Isomorphism between $\mathbb{C}^* $ under multiplication with $\mathbb{C}$ under addition. Does there exists an Isomorphism between $\mathbb{C}^* $ under multiplication with $\mathbb{C}$ under addition.
Attempt
In my opinion It does not exists.
If there exists such an isomorphism say $\phi :\mathbb{C}^* \to \mathbb{C}$ then, from the fact that Isomorphism takes identity to identity we have $$\phi \left( 1 \right)=0$$
From the fact 

Given $\phi:G \to H$ be an isomorphism, then For a fixed integer $k$ and a fixed group element $b$ in $G$, the
  equation $x^k=b$ has the same number of solutions in $G$ as does
  the equation $x^k=\phi\left(b\right)$ in $H$.

We have $x^4=1$ and $x^4=0$ must have same number of solutions, but the solutions to these equations are 4 and 1 only.   

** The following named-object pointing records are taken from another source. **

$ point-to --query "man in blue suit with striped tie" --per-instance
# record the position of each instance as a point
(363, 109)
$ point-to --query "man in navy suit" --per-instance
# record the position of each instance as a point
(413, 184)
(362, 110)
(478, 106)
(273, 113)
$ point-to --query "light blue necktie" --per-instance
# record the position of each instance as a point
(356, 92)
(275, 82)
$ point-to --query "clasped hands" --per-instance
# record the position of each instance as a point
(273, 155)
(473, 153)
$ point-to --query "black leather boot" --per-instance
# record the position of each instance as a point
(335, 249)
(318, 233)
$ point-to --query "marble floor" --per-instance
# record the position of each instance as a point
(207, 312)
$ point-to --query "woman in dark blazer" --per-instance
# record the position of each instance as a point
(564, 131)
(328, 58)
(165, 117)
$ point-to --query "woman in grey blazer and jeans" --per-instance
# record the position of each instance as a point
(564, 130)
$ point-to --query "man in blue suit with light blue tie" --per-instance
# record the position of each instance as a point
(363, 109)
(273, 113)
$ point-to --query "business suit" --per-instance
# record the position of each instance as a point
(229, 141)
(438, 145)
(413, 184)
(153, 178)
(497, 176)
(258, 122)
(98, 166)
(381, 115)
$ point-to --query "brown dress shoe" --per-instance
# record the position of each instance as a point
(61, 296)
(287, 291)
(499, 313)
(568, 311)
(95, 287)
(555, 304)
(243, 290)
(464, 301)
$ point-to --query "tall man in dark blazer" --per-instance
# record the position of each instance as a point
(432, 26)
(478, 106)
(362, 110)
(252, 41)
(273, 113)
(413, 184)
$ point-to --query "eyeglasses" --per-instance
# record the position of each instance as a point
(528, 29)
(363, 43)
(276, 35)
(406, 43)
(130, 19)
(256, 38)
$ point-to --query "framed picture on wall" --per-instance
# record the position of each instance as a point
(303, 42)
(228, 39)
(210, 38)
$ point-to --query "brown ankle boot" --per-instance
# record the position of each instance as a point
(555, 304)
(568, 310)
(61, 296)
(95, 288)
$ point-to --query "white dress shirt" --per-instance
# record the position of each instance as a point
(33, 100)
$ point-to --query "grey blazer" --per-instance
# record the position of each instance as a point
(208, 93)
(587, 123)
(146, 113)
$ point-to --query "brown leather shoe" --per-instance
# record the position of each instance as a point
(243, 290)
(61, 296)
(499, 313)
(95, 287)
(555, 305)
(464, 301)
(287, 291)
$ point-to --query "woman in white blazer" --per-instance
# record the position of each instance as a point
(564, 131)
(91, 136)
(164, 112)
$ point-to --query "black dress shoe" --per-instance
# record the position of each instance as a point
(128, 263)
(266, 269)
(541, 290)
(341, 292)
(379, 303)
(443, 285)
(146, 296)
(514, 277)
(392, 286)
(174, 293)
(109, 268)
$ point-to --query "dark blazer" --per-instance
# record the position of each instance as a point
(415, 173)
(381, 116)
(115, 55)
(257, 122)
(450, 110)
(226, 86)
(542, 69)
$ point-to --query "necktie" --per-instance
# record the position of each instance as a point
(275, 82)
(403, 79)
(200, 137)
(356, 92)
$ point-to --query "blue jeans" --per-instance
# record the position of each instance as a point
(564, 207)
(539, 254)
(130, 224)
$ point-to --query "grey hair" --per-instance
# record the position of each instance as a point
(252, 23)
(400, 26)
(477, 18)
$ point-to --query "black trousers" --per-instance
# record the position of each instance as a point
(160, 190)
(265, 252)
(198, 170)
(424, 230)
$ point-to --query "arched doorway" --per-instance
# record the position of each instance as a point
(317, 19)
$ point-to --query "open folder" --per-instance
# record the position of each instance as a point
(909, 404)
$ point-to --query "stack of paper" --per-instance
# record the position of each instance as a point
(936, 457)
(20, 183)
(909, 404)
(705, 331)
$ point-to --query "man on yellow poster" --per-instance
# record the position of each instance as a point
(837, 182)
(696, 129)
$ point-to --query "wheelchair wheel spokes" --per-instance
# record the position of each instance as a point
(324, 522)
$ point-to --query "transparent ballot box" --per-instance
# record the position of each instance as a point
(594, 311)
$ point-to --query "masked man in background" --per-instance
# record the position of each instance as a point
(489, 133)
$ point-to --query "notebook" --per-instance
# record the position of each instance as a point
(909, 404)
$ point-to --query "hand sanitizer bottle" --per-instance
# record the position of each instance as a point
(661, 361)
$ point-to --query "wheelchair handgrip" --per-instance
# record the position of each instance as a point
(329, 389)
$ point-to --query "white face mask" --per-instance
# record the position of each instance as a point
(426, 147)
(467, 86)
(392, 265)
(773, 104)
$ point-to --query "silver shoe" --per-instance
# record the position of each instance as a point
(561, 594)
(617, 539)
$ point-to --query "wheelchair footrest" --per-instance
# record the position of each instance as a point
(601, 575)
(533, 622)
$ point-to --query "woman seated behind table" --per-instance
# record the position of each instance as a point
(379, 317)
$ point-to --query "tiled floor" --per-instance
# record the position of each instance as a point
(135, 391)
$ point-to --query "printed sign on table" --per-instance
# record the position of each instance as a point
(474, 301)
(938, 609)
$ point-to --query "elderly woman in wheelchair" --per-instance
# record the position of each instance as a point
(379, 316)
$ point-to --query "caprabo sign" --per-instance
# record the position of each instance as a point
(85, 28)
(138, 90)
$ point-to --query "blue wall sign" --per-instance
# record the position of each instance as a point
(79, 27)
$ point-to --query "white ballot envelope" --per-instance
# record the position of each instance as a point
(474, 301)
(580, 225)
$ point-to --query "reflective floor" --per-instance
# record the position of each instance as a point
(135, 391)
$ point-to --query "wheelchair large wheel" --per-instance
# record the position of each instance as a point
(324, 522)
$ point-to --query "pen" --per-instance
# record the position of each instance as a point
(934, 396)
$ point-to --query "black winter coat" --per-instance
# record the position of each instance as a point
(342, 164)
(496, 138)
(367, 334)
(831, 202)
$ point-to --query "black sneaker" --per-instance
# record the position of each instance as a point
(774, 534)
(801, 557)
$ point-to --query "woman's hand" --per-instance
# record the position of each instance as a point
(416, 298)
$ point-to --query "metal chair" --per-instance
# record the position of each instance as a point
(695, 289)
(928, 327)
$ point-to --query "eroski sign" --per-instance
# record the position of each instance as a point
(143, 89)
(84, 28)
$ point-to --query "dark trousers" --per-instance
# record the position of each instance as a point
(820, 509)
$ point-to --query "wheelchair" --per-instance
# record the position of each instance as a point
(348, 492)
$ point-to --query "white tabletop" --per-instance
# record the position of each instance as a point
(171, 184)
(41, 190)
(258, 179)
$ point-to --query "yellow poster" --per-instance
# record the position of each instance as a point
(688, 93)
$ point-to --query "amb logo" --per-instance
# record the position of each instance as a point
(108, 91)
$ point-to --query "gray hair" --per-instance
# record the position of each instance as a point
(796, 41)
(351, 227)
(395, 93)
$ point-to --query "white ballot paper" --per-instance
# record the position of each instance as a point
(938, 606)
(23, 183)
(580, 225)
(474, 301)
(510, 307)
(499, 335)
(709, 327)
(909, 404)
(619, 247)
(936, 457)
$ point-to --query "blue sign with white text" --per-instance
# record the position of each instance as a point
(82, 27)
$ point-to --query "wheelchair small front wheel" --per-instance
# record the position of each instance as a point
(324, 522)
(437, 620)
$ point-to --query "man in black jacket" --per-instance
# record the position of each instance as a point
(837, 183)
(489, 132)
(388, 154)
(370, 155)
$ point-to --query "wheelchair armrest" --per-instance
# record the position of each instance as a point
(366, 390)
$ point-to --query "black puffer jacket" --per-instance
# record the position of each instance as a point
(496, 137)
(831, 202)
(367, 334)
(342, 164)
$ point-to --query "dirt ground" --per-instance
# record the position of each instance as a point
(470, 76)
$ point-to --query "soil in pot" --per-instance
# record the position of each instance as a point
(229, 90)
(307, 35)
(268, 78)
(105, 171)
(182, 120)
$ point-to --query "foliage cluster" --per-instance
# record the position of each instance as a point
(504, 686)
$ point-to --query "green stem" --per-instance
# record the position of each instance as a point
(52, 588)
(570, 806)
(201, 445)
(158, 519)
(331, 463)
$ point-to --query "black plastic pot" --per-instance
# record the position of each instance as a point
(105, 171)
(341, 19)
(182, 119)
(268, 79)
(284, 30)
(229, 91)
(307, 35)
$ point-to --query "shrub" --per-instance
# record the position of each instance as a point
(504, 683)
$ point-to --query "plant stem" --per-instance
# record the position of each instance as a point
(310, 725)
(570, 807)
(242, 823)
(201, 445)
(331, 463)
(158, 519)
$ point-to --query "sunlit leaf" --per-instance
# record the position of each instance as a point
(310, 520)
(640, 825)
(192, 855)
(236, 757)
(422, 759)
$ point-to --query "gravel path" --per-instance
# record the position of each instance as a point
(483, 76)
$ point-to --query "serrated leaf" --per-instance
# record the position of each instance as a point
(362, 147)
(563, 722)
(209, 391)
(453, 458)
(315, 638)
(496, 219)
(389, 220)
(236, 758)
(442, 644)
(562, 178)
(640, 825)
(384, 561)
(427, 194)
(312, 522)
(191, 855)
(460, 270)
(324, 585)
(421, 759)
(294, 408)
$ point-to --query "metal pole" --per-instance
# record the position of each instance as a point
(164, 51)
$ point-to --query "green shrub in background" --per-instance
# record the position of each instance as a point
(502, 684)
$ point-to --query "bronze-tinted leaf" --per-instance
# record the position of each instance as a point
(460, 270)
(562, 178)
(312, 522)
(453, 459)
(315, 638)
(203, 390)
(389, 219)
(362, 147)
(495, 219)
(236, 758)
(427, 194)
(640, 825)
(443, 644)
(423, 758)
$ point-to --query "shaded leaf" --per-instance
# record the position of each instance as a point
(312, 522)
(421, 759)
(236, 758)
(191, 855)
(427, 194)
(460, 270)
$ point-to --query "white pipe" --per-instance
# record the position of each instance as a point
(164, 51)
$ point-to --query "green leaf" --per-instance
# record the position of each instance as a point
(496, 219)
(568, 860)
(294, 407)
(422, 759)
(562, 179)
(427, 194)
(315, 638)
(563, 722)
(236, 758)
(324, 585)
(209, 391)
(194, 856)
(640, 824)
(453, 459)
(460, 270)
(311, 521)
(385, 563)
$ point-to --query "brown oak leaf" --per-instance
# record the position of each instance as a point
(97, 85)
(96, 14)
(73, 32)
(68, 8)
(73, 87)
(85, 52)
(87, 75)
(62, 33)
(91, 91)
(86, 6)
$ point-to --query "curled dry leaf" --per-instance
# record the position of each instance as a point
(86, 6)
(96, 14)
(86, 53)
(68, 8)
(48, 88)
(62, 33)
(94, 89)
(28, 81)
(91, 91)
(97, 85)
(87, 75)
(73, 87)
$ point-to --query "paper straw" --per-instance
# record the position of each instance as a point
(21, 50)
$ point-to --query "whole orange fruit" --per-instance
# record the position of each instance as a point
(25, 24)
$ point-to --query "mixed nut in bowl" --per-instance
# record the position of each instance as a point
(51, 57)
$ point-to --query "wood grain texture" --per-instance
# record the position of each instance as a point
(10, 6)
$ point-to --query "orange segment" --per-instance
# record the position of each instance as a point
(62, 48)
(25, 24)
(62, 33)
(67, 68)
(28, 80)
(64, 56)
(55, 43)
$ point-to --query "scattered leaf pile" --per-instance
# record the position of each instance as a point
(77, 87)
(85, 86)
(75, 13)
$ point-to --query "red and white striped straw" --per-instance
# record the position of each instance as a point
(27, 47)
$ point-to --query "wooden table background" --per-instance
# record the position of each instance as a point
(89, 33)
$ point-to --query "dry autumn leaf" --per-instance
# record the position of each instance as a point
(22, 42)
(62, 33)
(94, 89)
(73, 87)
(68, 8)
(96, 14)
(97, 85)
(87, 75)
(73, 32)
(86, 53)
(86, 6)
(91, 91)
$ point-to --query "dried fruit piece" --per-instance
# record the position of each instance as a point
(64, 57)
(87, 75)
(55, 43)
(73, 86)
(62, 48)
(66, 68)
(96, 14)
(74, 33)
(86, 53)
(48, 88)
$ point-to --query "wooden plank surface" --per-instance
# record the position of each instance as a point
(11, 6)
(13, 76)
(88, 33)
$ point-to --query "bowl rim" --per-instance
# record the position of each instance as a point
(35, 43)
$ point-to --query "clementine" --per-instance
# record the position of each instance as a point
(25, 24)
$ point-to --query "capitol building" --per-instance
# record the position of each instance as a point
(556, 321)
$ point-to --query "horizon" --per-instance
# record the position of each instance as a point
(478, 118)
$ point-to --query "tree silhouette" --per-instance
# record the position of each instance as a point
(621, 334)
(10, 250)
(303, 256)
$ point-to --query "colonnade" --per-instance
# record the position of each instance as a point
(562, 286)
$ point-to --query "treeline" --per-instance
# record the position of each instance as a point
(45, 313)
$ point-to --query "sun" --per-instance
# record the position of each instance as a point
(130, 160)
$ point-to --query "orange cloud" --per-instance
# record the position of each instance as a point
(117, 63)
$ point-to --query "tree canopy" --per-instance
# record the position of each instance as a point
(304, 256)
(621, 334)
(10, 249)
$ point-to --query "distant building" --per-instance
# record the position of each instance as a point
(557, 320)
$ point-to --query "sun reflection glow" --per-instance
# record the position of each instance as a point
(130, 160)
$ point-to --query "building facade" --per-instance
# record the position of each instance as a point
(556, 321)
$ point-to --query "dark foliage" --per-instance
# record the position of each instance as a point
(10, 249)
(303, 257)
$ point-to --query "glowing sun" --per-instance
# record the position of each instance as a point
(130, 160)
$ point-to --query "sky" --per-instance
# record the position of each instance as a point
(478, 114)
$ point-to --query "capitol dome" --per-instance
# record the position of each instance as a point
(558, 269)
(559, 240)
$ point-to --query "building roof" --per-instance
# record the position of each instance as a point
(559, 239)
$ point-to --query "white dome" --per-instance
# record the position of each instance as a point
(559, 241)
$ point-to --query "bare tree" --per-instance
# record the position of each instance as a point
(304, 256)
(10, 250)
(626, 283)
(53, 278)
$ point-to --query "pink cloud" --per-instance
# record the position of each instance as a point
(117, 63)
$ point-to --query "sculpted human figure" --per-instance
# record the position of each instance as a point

 A: No, no such isomorphism exists.
For if
$\phi: \Bbb C^\ast \to \Bbb C \tag 1$
were such an isomorphism, it would, as pointed out by our OP Rakesh Bhatt, satisfy
$\phi(1) = 0; \tag 2$
one may argue this in the usual way, via the fact that group isomorphisms take identities to identities, or even more generally by observing that
$\phi(1) = \phi(1^2) = \phi(1) + \phi(1), \tag 3$
whence
$\phi(1) = 0. \tag 4$
In any event,we may use (2), (4) to resolve our problem as follows: let $1 
\ne \omega \in \Bbb C^\ast$ be an $n$-th root of unity where $n > 1$;. then
$\omega^n = 1, \tag 5$
whence
$\phi(\omega^n) = \phi(1) = 0; \tag 6$
but
$\phi(\omega^n) = \phi(\omega) + \phi(\omega) + \ldots + \phi(\omega), \; n \; \text{times} = n \phi(\omega); \tag 7$
it follows from (6), (7) that 
$n \phi(\omega) = 0, \tag 8$
whence
$\phi(\omega) = 0; \tag 9$
since $\phi$ is an isomorphism, we now conclude from (2) and (9) that
$\omega = 1, \tag{10}$
contrary to our choice of $\omega$; thus no such isomorphism $\phi$ can exist.